According to CMS, out of the 333 ACOs in the shared savings program, 92 of them reduced spending by a combined $806 million, resulting in more than $341 million in payouts among them. That represented an improvement compared to 2013, when 538 MSSP ACOs earned $315 million in shared savings.
Another 89 ACOs cut healthcare costs in 2014, but not enough to qualify for shared savings payments, CMS said.
ACOs in the first year of the model can share in savings they generate, but it is not until Track 2 where they take on the risk of possibly having to pay back Medicare if they spend more than they are benchmarked. However, according to CMS, no ACO in Track 2 owed CMS money in 2014.

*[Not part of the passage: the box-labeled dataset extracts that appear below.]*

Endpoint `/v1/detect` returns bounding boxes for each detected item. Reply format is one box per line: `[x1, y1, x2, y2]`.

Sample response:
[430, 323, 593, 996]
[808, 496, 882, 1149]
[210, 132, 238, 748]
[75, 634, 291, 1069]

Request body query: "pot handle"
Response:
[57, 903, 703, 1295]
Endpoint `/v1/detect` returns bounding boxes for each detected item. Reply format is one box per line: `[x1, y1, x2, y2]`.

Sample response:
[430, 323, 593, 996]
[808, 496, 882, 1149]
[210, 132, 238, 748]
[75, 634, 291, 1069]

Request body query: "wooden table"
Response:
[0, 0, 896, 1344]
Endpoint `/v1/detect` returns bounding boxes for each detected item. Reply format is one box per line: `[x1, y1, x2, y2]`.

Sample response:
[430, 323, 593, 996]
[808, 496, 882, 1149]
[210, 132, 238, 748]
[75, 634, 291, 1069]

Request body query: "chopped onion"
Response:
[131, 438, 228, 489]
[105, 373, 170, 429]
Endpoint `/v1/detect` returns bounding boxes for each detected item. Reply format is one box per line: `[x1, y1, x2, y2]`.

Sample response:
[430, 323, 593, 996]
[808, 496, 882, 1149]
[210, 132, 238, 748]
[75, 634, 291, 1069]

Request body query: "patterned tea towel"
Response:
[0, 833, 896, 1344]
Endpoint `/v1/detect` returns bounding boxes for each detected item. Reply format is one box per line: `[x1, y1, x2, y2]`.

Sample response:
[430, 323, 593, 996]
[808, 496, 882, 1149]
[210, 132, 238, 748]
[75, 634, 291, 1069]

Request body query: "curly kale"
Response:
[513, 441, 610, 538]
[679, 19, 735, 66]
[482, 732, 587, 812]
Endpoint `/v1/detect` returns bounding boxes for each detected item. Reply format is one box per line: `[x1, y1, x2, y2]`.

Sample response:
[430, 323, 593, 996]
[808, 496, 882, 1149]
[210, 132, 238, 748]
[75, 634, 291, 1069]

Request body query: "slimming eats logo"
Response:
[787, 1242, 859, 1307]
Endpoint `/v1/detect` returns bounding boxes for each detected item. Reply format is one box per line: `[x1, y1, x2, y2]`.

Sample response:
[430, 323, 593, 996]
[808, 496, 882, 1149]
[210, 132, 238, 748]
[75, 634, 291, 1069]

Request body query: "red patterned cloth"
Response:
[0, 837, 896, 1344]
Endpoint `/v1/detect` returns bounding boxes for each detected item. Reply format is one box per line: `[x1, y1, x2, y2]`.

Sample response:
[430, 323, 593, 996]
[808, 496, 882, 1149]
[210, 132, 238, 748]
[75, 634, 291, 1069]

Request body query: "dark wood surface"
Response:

CMS said ACOs that have been in the program the longest performed better. Of the ACOs that entered the program in 2012, 37 percent generated shared savings compared to 27 percent of those that entered in 2013 and 19 percent of those that entered in 2014.
Critics of the shared savings model say the potential to generate savings is mixed, and with the bulk of ACOs in the program failing to earn incentives those concerns are given more weight. But CMS said the program is meeting another major goal of the innovation model: quality is improving.
According to CMS, ACOs that reported in both 2013 and 2014 improved in 27 of the 33 quality measures.
"These results show that accountable care organizations as a group are on the path towards transforming how care is provided," said CMS Acting Administrator Andy Slavitt in a statement. "Many of these ACOs are demonstrating that they can deliver a higher level of coordinated care that leads to healthier people and smarter spending."
CMS on Tuesday also announced results for its Pioneer ACO model, a risk-sharing program that includes more experienced health systems.
Among those ACOs, 15 out of the 20 participants generated a total of $120 million in savings, a 24 percent jump compared to performance in 2013. CMS said 11 of those generated enough savings to earn a total of $82 million in shared savings payments.
However, five of those generated losses above the threshold and will pay CMS a combined $9 million to cover those losses.